Caution is recommended when using alpelisib in combination with CYP3A4 substrates (such as rifampicin, ribociclib, encorafenib) that possess additional inhibitory potential and time-dependent induction of CYP3A4, affecting their own metabolism.

CYP2C9 Substrates with a Narrow Therapeutic Index

Due to the lack of clinical data on use with CYP2C9 substrates, caution is advised. In vitro assessments indicated that the pharmacological activity of CYP2C9 substrates with a narrow therapeutic index (e.g., warfarin) may be reduced due to the inductive effect of alpelisib on CYP2C9.

Sensitive CYP2B6 Substrates with a Narrow Therapeutic Index

Sensitive CYP2B6 substrates (e.g., bupropion) and CYP2B6 substrates with a narrow therapeutic index should be used with caution in combination with alpelisib, as Alpelisib may reduce the clinical efficacy of such drugs.

Drugs that are Substrates of Transporters

In vitro assessments indicated that Alpelisib (and/or its metabolite BZG791) has the potential to inhibit the activity of the drug transporters OAT3, as well as BCRP and P-glycoprotein in the intestine. Alpelisib should be used with caution in combination with sensitive substrates of these transporters that have a narrow therapeutic index, as Alpelisib may increase the systemic exposure of these substrates.

Hormonal Contraceptives

No clinical studies have been conducted to evaluate the potential drug interaction between alpelisib and hormonal contraceptives.
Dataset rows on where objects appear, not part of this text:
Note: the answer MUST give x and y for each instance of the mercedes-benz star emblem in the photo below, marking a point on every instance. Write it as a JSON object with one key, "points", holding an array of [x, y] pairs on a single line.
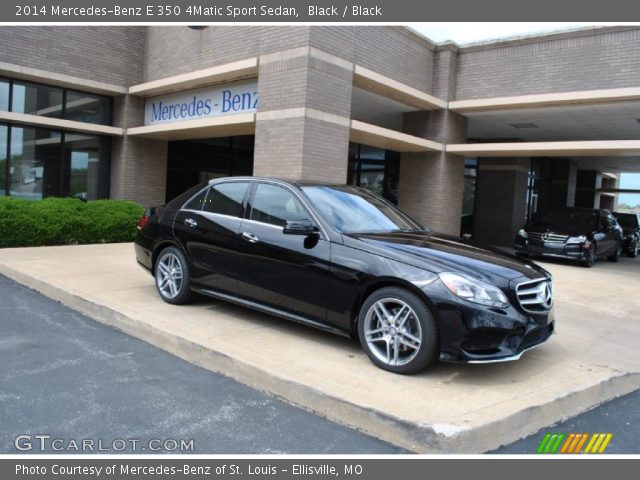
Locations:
{"points": [[544, 295]]}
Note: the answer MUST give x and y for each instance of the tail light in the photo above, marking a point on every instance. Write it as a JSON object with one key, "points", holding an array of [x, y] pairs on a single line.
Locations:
{"points": [[144, 219]]}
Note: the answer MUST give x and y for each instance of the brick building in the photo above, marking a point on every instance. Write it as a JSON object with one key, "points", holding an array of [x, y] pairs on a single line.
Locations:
{"points": [[472, 139]]}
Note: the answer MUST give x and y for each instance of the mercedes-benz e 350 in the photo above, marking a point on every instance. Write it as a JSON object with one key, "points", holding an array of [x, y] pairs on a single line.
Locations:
{"points": [[343, 259]]}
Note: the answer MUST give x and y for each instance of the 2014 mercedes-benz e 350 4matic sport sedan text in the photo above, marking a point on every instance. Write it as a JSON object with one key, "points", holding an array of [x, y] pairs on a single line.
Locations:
{"points": [[345, 260]]}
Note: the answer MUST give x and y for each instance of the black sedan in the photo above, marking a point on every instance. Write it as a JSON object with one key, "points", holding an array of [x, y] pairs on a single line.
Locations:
{"points": [[630, 224], [345, 260], [573, 233]]}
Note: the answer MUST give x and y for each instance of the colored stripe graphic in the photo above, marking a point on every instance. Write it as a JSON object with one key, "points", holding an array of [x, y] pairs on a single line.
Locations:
{"points": [[573, 443]]}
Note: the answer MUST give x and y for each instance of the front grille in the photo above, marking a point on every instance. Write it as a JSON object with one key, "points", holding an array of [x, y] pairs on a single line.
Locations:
{"points": [[535, 296], [548, 237]]}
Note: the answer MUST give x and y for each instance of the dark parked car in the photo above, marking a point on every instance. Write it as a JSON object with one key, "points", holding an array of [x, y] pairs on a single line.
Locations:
{"points": [[630, 224], [345, 260], [583, 234]]}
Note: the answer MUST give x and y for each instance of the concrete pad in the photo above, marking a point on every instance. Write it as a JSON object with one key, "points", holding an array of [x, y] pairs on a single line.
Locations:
{"points": [[447, 409]]}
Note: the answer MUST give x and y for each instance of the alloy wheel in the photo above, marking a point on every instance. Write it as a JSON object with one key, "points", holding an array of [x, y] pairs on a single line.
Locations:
{"points": [[169, 276], [392, 331]]}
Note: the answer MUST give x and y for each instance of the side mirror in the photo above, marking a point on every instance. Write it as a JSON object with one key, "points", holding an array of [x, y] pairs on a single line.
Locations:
{"points": [[299, 227]]}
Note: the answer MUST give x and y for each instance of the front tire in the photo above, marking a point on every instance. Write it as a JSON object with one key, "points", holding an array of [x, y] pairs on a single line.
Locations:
{"points": [[616, 255], [172, 276], [397, 331], [590, 257]]}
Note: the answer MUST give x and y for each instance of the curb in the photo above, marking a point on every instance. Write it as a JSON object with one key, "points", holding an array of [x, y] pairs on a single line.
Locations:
{"points": [[419, 438]]}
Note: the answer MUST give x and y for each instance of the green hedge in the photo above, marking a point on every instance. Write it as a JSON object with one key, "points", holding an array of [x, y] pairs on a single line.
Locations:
{"points": [[66, 221]]}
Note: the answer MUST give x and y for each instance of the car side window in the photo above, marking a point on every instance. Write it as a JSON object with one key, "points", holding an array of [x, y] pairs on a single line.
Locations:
{"points": [[196, 202], [226, 198], [276, 205]]}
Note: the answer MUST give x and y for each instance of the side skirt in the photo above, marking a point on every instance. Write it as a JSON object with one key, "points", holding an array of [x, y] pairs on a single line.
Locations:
{"points": [[270, 310]]}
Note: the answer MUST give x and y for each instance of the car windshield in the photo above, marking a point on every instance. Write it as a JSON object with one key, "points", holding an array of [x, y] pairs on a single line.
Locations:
{"points": [[583, 220], [355, 210], [627, 220]]}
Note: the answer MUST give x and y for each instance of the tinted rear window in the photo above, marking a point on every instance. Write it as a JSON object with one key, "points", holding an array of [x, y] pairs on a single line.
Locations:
{"points": [[226, 198], [580, 219], [627, 220]]}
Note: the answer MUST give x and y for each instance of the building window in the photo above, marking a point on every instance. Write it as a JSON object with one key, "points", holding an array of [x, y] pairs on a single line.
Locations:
{"points": [[34, 163], [86, 166], [469, 196], [36, 99], [4, 152], [88, 108], [375, 169], [50, 163], [49, 101], [191, 162], [4, 94]]}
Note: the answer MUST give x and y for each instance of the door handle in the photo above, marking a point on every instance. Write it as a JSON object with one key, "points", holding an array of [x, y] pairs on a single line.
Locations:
{"points": [[250, 237]]}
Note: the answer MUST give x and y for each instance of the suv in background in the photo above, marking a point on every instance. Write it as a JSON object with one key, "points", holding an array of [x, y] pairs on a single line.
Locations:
{"points": [[630, 224], [582, 234]]}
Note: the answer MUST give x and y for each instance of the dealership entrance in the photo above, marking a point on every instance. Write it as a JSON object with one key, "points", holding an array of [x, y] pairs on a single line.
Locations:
{"points": [[194, 161]]}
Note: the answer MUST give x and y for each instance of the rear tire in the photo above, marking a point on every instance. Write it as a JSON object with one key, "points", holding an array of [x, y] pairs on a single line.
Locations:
{"points": [[171, 273], [397, 331]]}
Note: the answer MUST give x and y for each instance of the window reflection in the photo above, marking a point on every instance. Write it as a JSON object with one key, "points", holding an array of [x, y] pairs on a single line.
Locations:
{"points": [[46, 163], [4, 94], [34, 166], [84, 172], [375, 169], [88, 108], [35, 99], [4, 133]]}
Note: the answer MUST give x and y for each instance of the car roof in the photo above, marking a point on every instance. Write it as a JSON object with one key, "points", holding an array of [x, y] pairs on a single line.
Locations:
{"points": [[295, 183]]}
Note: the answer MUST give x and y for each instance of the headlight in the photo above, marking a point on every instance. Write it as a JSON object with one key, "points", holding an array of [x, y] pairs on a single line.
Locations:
{"points": [[580, 239], [474, 290]]}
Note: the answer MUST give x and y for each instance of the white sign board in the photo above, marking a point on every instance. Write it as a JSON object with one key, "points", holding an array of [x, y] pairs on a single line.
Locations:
{"points": [[212, 101]]}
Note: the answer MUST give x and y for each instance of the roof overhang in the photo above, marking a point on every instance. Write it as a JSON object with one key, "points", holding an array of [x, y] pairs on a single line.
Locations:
{"points": [[591, 148], [588, 97], [60, 80], [400, 92], [246, 68], [223, 126], [375, 136]]}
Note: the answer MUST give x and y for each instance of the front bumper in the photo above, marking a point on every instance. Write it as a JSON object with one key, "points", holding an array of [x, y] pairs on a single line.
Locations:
{"points": [[471, 333], [570, 251]]}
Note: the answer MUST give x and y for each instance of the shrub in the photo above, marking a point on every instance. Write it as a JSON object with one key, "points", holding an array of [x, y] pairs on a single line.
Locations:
{"points": [[66, 221]]}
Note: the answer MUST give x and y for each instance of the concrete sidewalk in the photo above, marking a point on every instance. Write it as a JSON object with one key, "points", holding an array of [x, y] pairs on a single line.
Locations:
{"points": [[448, 409]]}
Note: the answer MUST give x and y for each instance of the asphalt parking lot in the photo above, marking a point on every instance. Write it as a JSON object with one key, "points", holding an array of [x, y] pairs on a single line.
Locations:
{"points": [[72, 378], [217, 413], [594, 357]]}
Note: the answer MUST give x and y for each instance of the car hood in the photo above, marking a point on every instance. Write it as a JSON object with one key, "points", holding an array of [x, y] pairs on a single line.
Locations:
{"points": [[440, 253], [571, 230]]}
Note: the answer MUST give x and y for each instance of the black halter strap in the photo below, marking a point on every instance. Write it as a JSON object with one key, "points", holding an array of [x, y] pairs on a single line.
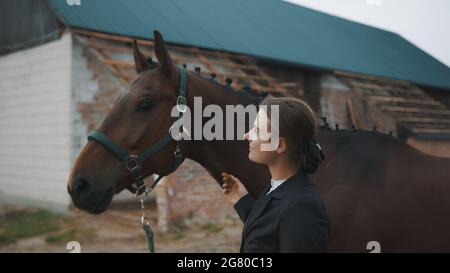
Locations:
{"points": [[134, 162]]}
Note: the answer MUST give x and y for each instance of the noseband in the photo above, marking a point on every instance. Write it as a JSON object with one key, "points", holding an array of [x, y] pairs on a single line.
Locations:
{"points": [[132, 162]]}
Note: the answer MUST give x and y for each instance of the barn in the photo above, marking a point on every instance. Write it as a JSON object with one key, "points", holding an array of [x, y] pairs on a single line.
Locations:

Piqray^® is used in combination with fulvestrant. Please refer to the full prescribing information for fulvestrant regarding use in pregnancy.

Storage Conditions

The drug should be stored at a temperature not exceeding 30°C (86°F) in a dry place.

Shelf Life

The shelf life is 3 years.

Dispensing Status

The drug is prescription-only.

Important Safety Information

This information is for educational purposes only and does not replace professional medical advice. Always consult your doctor before use. Dosage and side effects may vary. Use only as prescribed.